18. The method of claim 15, further comprising sending a
cancellation message to an email server identifying that emails
similar to the first received message are to be cancelled, wherein
the email server deletes any additional emails are similar to the
first received message in accordance with the cancellation
message.
19. The method of claim 18, wherein the similar emails are
identified based on at least one of a receipt time, a number of
recipients, an identity of a sender, a size of an attachment, a
file name, a file extension type, or a file type.
20. The method of claim 19, wherein the file type is identified by
examining a binary sequence associated with a file attached to the
first received message.
Description
CROSS-REFERENCE TO RELATED APPLICATIONS
[0001] The present application is a continuation and claims the
priority benefit of U.S. application Ser. No. 15/370,873 filed Dec.
6, 2016, now U.S. Pat. No. 10,084,801, which is a continuation and
claims the priority benefit of U.S. application Ser. No. 15/133,824
filed Apr. 20, 2016, now U.S. Pat. No. 9,516,047, which is a
continuation and claims the priority benefit of U.S. application
Ser. No. 14/472,026 filed Aug. 28, 2014, now U.S. Pat. No.

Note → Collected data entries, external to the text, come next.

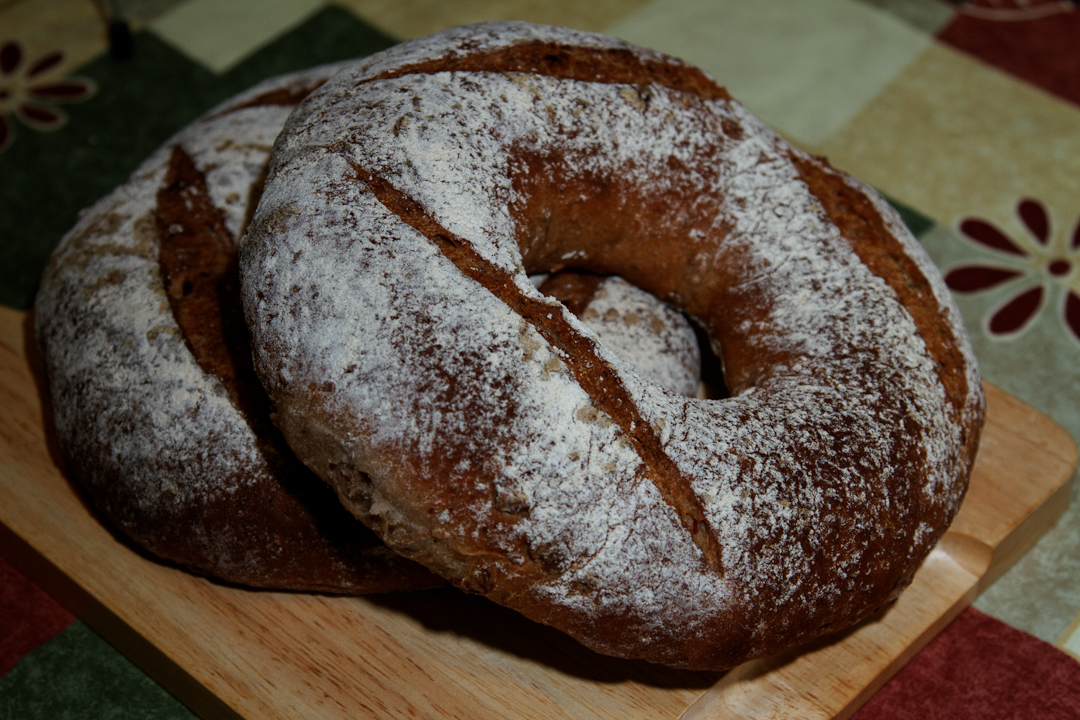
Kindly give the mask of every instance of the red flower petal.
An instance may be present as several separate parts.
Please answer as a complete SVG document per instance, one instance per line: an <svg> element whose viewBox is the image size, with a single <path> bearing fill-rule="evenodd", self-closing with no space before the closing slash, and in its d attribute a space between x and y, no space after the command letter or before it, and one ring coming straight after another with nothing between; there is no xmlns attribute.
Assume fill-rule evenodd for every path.
<svg viewBox="0 0 1080 720"><path fill-rule="evenodd" d="M54 67L59 65L61 61L63 61L63 59L64 53L60 52L59 50L54 50L53 52L39 58L37 62L31 65L30 69L26 71L26 77L37 77L38 75L46 72L47 70L52 70Z"/></svg>
<svg viewBox="0 0 1080 720"><path fill-rule="evenodd" d="M1072 334L1080 340L1080 297L1072 290L1065 294L1065 324L1072 330Z"/></svg>
<svg viewBox="0 0 1080 720"><path fill-rule="evenodd" d="M0 72L10 75L22 62L22 48L19 43L8 41L0 47Z"/></svg>
<svg viewBox="0 0 1080 720"><path fill-rule="evenodd" d="M1031 234L1043 245L1050 238L1050 218L1046 215L1046 208L1038 200L1024 199L1016 207L1017 214L1024 221L1024 225Z"/></svg>
<svg viewBox="0 0 1080 720"><path fill-rule="evenodd" d="M35 130L56 130L67 120L64 113L48 105L23 103L15 110L15 114Z"/></svg>
<svg viewBox="0 0 1080 720"><path fill-rule="evenodd" d="M1076 229L1073 230L1072 249L1080 247L1080 218L1076 219Z"/></svg>
<svg viewBox="0 0 1080 720"><path fill-rule="evenodd" d="M29 95L38 100L51 102L75 102L82 100L93 92L94 86L85 80L61 80L60 82L36 85L31 87Z"/></svg>
<svg viewBox="0 0 1080 720"><path fill-rule="evenodd" d="M949 286L949 289L956 292L978 292L979 290L996 287L1007 280L1019 277L1021 274L1018 270L967 265L950 270L945 276L945 284Z"/></svg>
<svg viewBox="0 0 1080 720"><path fill-rule="evenodd" d="M990 332L1008 335L1028 324L1038 312L1043 300L1043 286L1036 285L1020 293L998 308L990 318Z"/></svg>
<svg viewBox="0 0 1080 720"><path fill-rule="evenodd" d="M988 248L1001 250L1011 255L1027 255L1025 250L1017 247L1004 233L985 220L976 220L974 218L965 220L960 223L960 232Z"/></svg>
<svg viewBox="0 0 1080 720"><path fill-rule="evenodd" d="M15 137L14 129L8 123L7 116L0 115L0 152L3 152L11 144L11 140Z"/></svg>

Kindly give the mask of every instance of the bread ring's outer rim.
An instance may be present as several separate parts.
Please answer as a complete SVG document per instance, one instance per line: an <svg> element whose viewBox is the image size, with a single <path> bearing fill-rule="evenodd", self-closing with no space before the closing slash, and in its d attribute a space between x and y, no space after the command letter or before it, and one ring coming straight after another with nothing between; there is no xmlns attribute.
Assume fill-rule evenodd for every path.
<svg viewBox="0 0 1080 720"><path fill-rule="evenodd" d="M601 652L716 669L776 652L865 617L910 582L944 532L963 497L977 449L984 412L981 381L959 313L940 275L895 211L876 193L794 150L722 93L695 99L647 84L624 83L621 89L616 85L603 90L596 83L583 82L569 88L570 83L560 84L557 78L522 76L517 71L508 75L452 68L440 72L430 64L424 74L396 72L438 58L451 58L450 64L457 66L461 55L497 52L538 40L550 41L556 55L575 45L630 49L644 59L642 64L684 66L602 36L523 23L483 24L373 56L338 75L290 118L277 144L275 166L254 229L241 249L245 310L254 333L256 364L278 403L290 443L392 547L456 584L555 625ZM373 81L377 77L383 79ZM429 94L412 95L411 107L401 100L397 109L395 98L409 98L413 88L425 88ZM570 147L571 140L584 132L602 135L613 123L636 127L635 123L646 122L639 121L617 98L642 116L679 113L677 104L681 103L686 112L679 116L680 127L697 123L714 128L710 130L714 137L726 138L719 144L727 154L709 159L716 160L711 167L718 175L730 171L740 183L725 188L733 201L723 206L730 225L723 230L727 233L724 258L738 267L730 271L726 266L710 268L721 274L742 272L735 276L738 283L725 292L741 293L748 303L762 300L749 294L752 287L772 285L774 291L764 297L764 305L753 307L716 310L694 305L693 298L688 302L699 313L718 313L702 319L722 327L725 341L741 343L739 350L750 351L750 360L756 356L776 363L780 347L790 353L791 364L758 372L746 357L731 354L725 347L729 353L725 360L739 377L733 388L735 397L721 405L673 400L602 351L596 365L636 401L647 401L641 417L665 452L675 448L681 472L703 473L694 475L692 484L698 501L710 508L708 531L718 534L714 539L723 556L719 565L708 557L707 548L689 541L686 531L691 523L686 516L671 513L678 510L672 501L656 499L652 486L639 482L642 473L653 471L642 470L633 452L620 449L619 441L632 436L637 425L627 417L637 416L625 416L610 405L593 408L602 398L583 395L577 385L581 374L574 376L576 380L567 379L573 371L555 378L558 382L550 373L533 379L536 363L569 361L558 341L566 327L580 334L585 345L588 333L575 328L571 318L556 317L558 311L549 321L537 317L521 322L521 310L509 310L538 308L536 303L542 303L517 279L524 273L518 241L500 229L515 219L504 212L507 203L527 205L531 199L515 196L520 188L513 182L524 177L528 183L542 174L508 176L489 170L455 174L463 165L488 161L487 156L470 153L483 144L483 138L502 132L502 126L469 123L481 114L489 98L500 95L541 108L535 120L540 129L518 141L519 148L548 127L542 117L545 104L553 127L578 128L573 138L559 136L564 144L560 148ZM564 100L564 95L570 99ZM572 102L575 97L580 99L577 105ZM443 102L443 98L449 99ZM454 110L452 102L456 102L454 108L468 109ZM363 112L354 112L355 103L360 103ZM703 106L708 112L693 114L692 108ZM608 124L582 129L575 124L575 107L598 109ZM512 108L508 102L489 115L502 117ZM337 124L330 122L337 118ZM514 116L512 122L517 121ZM512 129L505 132L516 137ZM684 144L696 142L686 134L672 137L676 136ZM652 138L637 142L620 136L619 140L624 145L636 143L635 151L642 156L670 152L675 159L679 151L678 145L657 149L660 140ZM603 157L610 164L590 165L589 172L617 182L619 173L634 169L633 164L615 164L623 157L618 145L597 147L605 149ZM572 151L584 152L570 148L565 153ZM458 159L443 162L444 155ZM537 167L544 170L563 170L543 165L546 160L539 155L526 160L540 162ZM499 158L490 162L502 167ZM676 164L689 167L694 162L692 154L685 154L677 156ZM902 257L893 259L901 270L879 270L883 274L878 275L868 269L850 244L859 240L848 233L862 232L857 222L851 225L843 219L850 208L843 202L826 208L823 205L830 203L824 198L808 194L806 182L799 177L799 163L828 176L830 187L841 196L848 190L858 193L862 198L858 213L863 213L863 220L873 220L876 228L868 242L882 241L886 256L900 248ZM616 167L619 173L614 172ZM698 165L693 170L705 172ZM572 166L566 169L567 177L572 180L574 172L585 171ZM494 178L495 193L503 193L501 204L478 199L488 178ZM443 198L433 188L452 189L451 196ZM753 197L773 198L759 205L769 211L740 214L743 206L735 201ZM771 230L776 227L798 228L799 232L777 234ZM771 245L759 248L749 242L751 236L765 237ZM693 240L698 237L690 235ZM390 255L392 264L380 260ZM573 262L571 258L568 264ZM794 272L793 268L802 266L813 267L814 273ZM474 272L481 267L483 272ZM768 273L747 272L755 268ZM490 282L482 277L487 269L496 270ZM380 279L366 284L365 272ZM894 275L897 272L901 274ZM930 327L942 338L924 338L916 329L921 320L909 313L904 293L896 289L897 283L906 282L903 272L914 273L910 279L932 293L930 304L936 308ZM502 277L502 273L509 275ZM394 285L381 279L389 282L391 276ZM416 277L422 277L422 284ZM648 280L644 273L641 278ZM775 292L779 283L792 278L797 284L789 288L790 297ZM842 285L836 285L841 281ZM810 288L820 297L808 292ZM417 305L401 300L406 290L419 293L422 299ZM668 288L667 297L678 300L678 295L678 289ZM355 305L342 299L352 296L358 298ZM358 311L361 299L364 313ZM806 304L826 300L835 307ZM468 324L459 317L455 303L466 302L483 305L487 313L483 323ZM841 306L853 315L841 315ZM724 312L735 319L725 319ZM818 315L837 322L821 326L815 322ZM393 338L406 332L400 320L404 317L415 317L419 323L408 325L408 333L450 349L441 356L447 365L426 365L426 355L394 342ZM793 320L782 330L775 321L765 322L779 317ZM841 337L836 330L840 320L855 335L887 342L852 347L850 337ZM454 335L450 329L465 326L477 333L476 339L470 336L461 347L447 345ZM358 334L366 328L376 330ZM739 332L733 334L733 328ZM825 335L813 334L818 331ZM331 337L338 342L330 342ZM378 347L371 349L365 343ZM943 358L929 354L928 346L942 343L949 362L959 367L941 368ZM830 355L830 348L849 354ZM477 353L490 355L478 364L470 359ZM491 369L505 368L511 357L524 362L505 371ZM820 364L804 365L803 359L810 357ZM868 380L862 374L864 368L881 377ZM474 390L473 375L498 382L487 390ZM826 375L841 384L818 382ZM942 385L946 375L952 380ZM376 377L385 383L385 392L373 384ZM446 382L457 378L458 399L440 399L441 390L432 390L431 377ZM560 393L544 394L540 400L522 399L501 389L547 387L544 382L561 383ZM845 404L840 399L845 395L859 402ZM410 408L399 410L394 401L385 399L391 396L413 410L422 405L426 413L437 415L442 435L433 432L434 426L424 416L410 415ZM786 398L796 396L811 404L785 404ZM520 449L516 438L492 431L494 425L487 415L473 412L465 422L455 414L455 403L470 412L487 409L503 425L516 424L519 437L537 435L541 427L555 434L539 435L546 450ZM580 405L577 411L575 403ZM530 424L530 413L540 420ZM701 422L668 422L691 416ZM847 424L848 420L853 424ZM763 433L761 428L770 423L785 428L786 435ZM494 437L510 445L480 445L480 439L464 435L469 425L479 425L478 434L489 436L483 439ZM702 446L707 452L684 442L684 436L714 426L727 435ZM398 434L391 435L395 430ZM796 443L792 433L798 432L805 439ZM554 466L578 462L582 446L575 444L577 437L591 438L585 447L591 447L589 452L598 453L606 464L595 467L598 463L590 455L591 464L582 466L582 479L548 481L564 477L553 472ZM629 445L640 447L633 440ZM751 445L783 447L792 455L750 450L743 454L741 448ZM851 449L845 451L849 445ZM825 465L840 474L823 474L819 466ZM607 486L597 489L600 483L594 481L609 472L622 473L617 475L624 478L619 480L623 488L619 493L607 492ZM735 480L744 473L751 474L752 480L740 486ZM453 480L436 481L436 475ZM837 484L840 480L843 484ZM555 487L558 482L570 482L574 497L602 500L608 506L574 505L578 501L560 494ZM718 494L711 494L710 489ZM507 497L516 500L507 505ZM545 505L545 498L556 504ZM647 514L642 508L649 508ZM926 515L905 515L908 510L902 508L919 508ZM633 523L621 521L619 512L629 513L626 518L633 518ZM574 518L573 524L568 517ZM696 529L696 521L693 524ZM595 530L590 529L594 526ZM551 528L561 528L564 534L549 532ZM680 533L682 539L676 539ZM732 544L729 540L734 537L748 540ZM790 539L786 544L766 542L778 537ZM897 542L896 537L904 539ZM654 548L652 560L631 562L641 543ZM670 554L676 547L680 548L678 557ZM578 554L567 560L571 552ZM665 569L676 566L680 569L675 574Z"/></svg>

9,325,724, which is a continuation and claims the priority benefit
of U.S. application Ser. No. 11/927,438 filed Oct. 29, 2007, now
U.S. Pat. No. 8,850,566, which is a continuation and claims the
priority benefit of U.S. application Ser. No. 11/156,372 filed Jun.
16, 2005, now U.S. Pat. No. 9,154,511, which claims the priority
benefit of U.S. provisional application 60/587,839 filed Jul. 13,
2004, the disclosures of which are incorporated herein by
reference.
BACKGROUND OF THE INVENTION
[0002] Computer viruses and worms are often transmitted via
electronic messages. An infectious message usually comes in the
form of an e-mail with a file attachment, although other forms of
infection are possible. Attackers have exploited many protocols
that exchange electronic information, including email, instant
messaging, SQL protocols, Hyper Text Transfer Protocols (HTTP),
Lightweight Directory Access Protocol (LDAP), File Transfer
Protocol (FTP), telnet, etc. When the attachment is opened, the
virus executes. Sometimes the virus is launched through a link
provided in the email. Virus or worm attacks can cause considerable
damage to organizations. Thus, many anti-virus solutions have been
developed to identify viruses and prevent further damage.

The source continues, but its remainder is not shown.